The presentations during day 2 of the Morningstar conference sounded strikingly similar to the ones a day earlier. Rob Arnott, chairman of Research Affiliates and manager of the PIMCO All Asset fund, warned attendees that sovereign debt around the world poses a major threat. In his speech, he said the odds of the United States falling into a double-dip recession are greater than 50 percent. Echoing Jeff Gundlach's address from Tuesday, Arnott warned that the current policies in the United States aren't sustainable in the long run. He said: "Why is Greece on the ropes and we're doing just fine? Because we have the largest economy on the planet, and we have the world's reserve currency. These buy us time. They don't exempt us." He warned that once things are set in motion, "you don't get much time."

[See 10 Ways the European Debt Crisis Affects Your Investments.]

John Derrick, director of research for U.S. Global Investors, says he's concerned that growth expectations are too high. Derrick said he's not sure how the U.S. government plans to fix the deficit problem. He told U.S. News: "Exactly how it all pans out is somewhat incomprehensible. I think that's the biggest risk. I think there's a lot of uncertainty at a macro level that is really hard to get your arms around, especially in a shorter time horizon, and that creates uncertainty and that leads to volatility in the market."

Derrick, along with an increasing number of managers, has begun to load up on gold as an insurance policy. "We've increased our allocation to gold in all of our portfolios," he says. "Even in domestic equity funds, they have healthy gold allocations around 10 percent or so." Derrick believes the government will soon begin to print more money to reflate the economy and that inflation will become a problem for investors in years to come.

[See What Gold Can (and Can't) Do for You.]

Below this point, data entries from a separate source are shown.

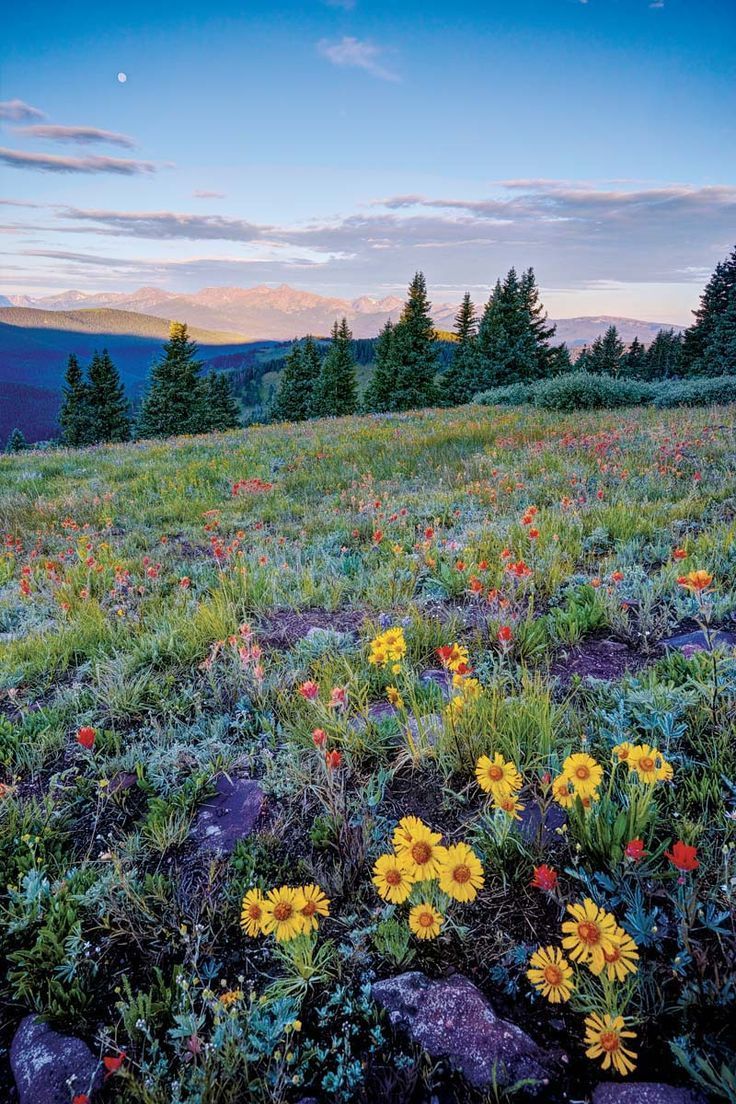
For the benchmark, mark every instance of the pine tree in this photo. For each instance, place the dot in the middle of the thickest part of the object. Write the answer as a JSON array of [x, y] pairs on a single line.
[[413, 351], [379, 391], [460, 381], [110, 417], [174, 401], [75, 413], [714, 303], [222, 409], [17, 442], [336, 389]]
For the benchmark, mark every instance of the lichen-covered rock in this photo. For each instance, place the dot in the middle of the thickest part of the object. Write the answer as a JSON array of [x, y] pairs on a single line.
[[50, 1068], [644, 1092], [228, 816], [450, 1018]]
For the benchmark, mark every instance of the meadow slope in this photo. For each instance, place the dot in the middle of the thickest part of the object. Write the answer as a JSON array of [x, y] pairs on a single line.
[[179, 616]]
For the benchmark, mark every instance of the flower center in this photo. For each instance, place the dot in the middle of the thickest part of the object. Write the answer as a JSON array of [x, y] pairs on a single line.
[[553, 975], [420, 852], [588, 932], [609, 1040]]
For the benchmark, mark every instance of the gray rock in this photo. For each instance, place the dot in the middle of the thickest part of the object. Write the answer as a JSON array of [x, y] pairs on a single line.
[[644, 1092], [451, 1018], [228, 816], [697, 641], [49, 1068]]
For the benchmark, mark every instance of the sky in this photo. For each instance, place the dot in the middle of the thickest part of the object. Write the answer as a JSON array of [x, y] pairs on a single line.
[[338, 146]]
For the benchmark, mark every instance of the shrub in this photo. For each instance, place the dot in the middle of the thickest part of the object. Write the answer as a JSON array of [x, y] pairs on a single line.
[[583, 391]]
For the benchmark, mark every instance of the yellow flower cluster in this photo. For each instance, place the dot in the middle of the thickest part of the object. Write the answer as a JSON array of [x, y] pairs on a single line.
[[593, 938], [387, 649], [286, 912], [419, 858], [501, 779]]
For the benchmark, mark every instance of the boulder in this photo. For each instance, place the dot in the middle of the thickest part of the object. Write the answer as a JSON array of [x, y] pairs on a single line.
[[644, 1092], [228, 816], [450, 1018], [50, 1068]]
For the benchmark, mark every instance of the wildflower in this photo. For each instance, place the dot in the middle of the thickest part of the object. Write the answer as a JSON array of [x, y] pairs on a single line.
[[460, 872], [551, 974], [622, 958], [635, 850], [86, 736], [584, 773], [696, 581], [425, 921], [393, 878], [497, 776], [589, 934], [603, 1038], [281, 914], [312, 903], [545, 878], [252, 913], [683, 857]]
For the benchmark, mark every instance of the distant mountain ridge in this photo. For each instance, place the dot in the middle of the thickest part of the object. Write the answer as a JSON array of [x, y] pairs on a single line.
[[283, 312]]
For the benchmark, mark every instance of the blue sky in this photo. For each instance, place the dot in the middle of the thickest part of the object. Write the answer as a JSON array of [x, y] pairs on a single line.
[[340, 146]]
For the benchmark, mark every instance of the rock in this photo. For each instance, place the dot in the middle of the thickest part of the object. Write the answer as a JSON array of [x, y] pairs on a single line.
[[50, 1068], [451, 1018], [644, 1092], [230, 815], [696, 640], [439, 678]]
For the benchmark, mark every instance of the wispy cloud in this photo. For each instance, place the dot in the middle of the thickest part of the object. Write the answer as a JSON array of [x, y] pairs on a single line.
[[49, 162], [355, 53], [84, 136], [16, 110]]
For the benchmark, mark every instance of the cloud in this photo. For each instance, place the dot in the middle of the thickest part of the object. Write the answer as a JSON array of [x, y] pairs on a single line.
[[82, 135], [353, 53], [49, 162], [16, 110]]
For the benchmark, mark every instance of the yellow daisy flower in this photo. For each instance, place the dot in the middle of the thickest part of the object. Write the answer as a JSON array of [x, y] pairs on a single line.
[[393, 878], [589, 935], [460, 872], [603, 1038], [425, 921], [551, 974]]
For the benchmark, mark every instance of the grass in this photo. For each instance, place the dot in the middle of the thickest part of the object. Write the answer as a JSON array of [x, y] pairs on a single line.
[[140, 596]]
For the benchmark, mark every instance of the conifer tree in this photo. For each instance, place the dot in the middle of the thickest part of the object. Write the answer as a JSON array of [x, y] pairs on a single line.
[[17, 442], [173, 403], [336, 389], [75, 413], [460, 381], [714, 303], [379, 391], [110, 417]]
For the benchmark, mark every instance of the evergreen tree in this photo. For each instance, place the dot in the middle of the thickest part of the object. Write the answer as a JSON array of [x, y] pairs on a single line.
[[110, 417], [413, 351], [336, 389], [222, 409], [75, 413], [174, 401], [714, 303], [663, 357], [460, 380], [379, 392], [17, 442]]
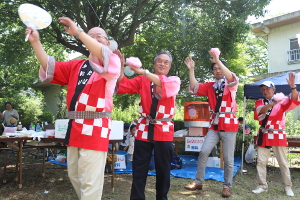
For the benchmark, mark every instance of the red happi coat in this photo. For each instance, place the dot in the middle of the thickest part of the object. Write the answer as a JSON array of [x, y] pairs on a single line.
[[96, 96], [227, 122], [276, 120], [163, 131]]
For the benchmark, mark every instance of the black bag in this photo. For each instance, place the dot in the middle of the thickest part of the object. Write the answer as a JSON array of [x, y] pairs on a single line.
[[176, 162]]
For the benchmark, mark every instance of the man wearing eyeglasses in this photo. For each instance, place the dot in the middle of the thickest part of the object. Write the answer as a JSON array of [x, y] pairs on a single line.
[[224, 124], [155, 128], [271, 116], [91, 83]]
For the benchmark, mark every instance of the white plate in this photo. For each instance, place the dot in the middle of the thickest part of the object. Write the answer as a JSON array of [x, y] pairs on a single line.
[[34, 16]]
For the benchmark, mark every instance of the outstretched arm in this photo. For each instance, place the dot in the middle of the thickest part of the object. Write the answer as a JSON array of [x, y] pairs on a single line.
[[215, 59], [191, 66], [92, 45], [265, 108], [291, 82], [152, 77], [40, 53], [121, 56]]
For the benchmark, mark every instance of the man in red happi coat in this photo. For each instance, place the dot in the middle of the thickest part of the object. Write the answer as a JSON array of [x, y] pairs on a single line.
[[91, 83], [224, 124], [271, 116]]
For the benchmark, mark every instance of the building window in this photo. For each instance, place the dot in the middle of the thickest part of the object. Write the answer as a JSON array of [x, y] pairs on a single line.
[[293, 55]]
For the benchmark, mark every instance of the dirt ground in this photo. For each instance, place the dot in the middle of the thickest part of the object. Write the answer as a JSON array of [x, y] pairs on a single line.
[[56, 185]]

The stock-pickers agree. Rob McIver co-manages the highly concentrated Jensen Portfolio. His team has selected 28 companies for their portfolio. In the current market climate, he says investors should be looking for high-quality companies with strong balance sheets. McIver told U.S. News: "This recession is not over yet. The road to recovery is full of potholes and we keep falling into them don't we? It pays to be conservative." McIver says his team prides themselves on their ability to protect their clients' money on the downside.